From bd3682cbe0d1e5a538f4c7b86218759b2690ac3c Mon Sep 17 00:00:00 2001
From: Gerardo Tauriello <gerardo.tauriello@unibas.ch>
Date: Wed, 28 Oct 2020 18:45:13 +0100
Subject: [PATCH] Added subsampling for VarianceMap/Dist2Mean/MeanlDDT.

---
 modules/seq/alg/doc/seqalg.rst        | 18 ++++++++++
 modules/seq/alg/pymod/wrap_seq_alg.cc | 49 ++++++++++++++++++++++++++-
 2 files changed, 66 insertions(+), 1 deletion(-)

diff --git a/modules/seq/alg/doc/seqalg.rst b/modules/seq/alg/doc/seqalg.rst
index 96328e1af..9a5470fa4 100644
--- a/modules/seq/alg/doc/seqalg.rst
+++ b/modules/seq/alg/doc/seqalg.rst
@@ -586,6 +586,15 @@ differences between the structures.
     :returns: A list of :meth:`GetSize` lists with :meth:`GetSize` variances.

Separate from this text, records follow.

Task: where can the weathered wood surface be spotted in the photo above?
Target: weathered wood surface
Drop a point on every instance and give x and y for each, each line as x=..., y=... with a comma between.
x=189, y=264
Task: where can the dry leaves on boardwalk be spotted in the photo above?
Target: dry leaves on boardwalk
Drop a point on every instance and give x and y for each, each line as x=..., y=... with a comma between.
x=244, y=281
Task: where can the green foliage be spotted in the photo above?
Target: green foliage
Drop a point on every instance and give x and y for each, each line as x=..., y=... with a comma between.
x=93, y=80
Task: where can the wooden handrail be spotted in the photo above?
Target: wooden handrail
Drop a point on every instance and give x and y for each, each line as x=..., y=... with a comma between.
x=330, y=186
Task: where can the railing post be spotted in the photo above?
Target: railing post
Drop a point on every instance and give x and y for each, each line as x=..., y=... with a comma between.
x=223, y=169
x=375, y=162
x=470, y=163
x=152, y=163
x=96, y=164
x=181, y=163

     :rtype:   :class:`list` of :class:`list` of :class:`float`
 
+  .. method:: GetSubData(num_res_to_avg)
+
+    Gets subset of data in this map by averaging neighboring values for
+    *num_res_to_avg* residues.
+
+    :returns: A list of ceil(:meth:`GetSize`/*num_res_to_avg*) lists with
+              ceil(:meth:`GetSize`/*num_res_to_avg*) variances.
+    :rtype:   :class:`list` of :class:`list` of :class:`float`
+
 .. class:: Dist2Mean
 
   Container returned by :func:`CreateDist2Mean`.
@@ -645,6 +654,15 @@ differences between the structures.
               :meth:`GetNumStructures` distances.
     :rtype:   :class:`list` of :class:`list` of :class:`float`
 
+  .. method:: GetSubData(num_res_to_avg)
+
+    Gets subset of data in this map by averaging neighboring values for
+    *num_res_to_avg* residues.
+
+    :returns: A list of ceil(:meth:`GetNumResidues`/*num_res_to_avg*) lists with
+              :meth:`GetNumStructures` distances.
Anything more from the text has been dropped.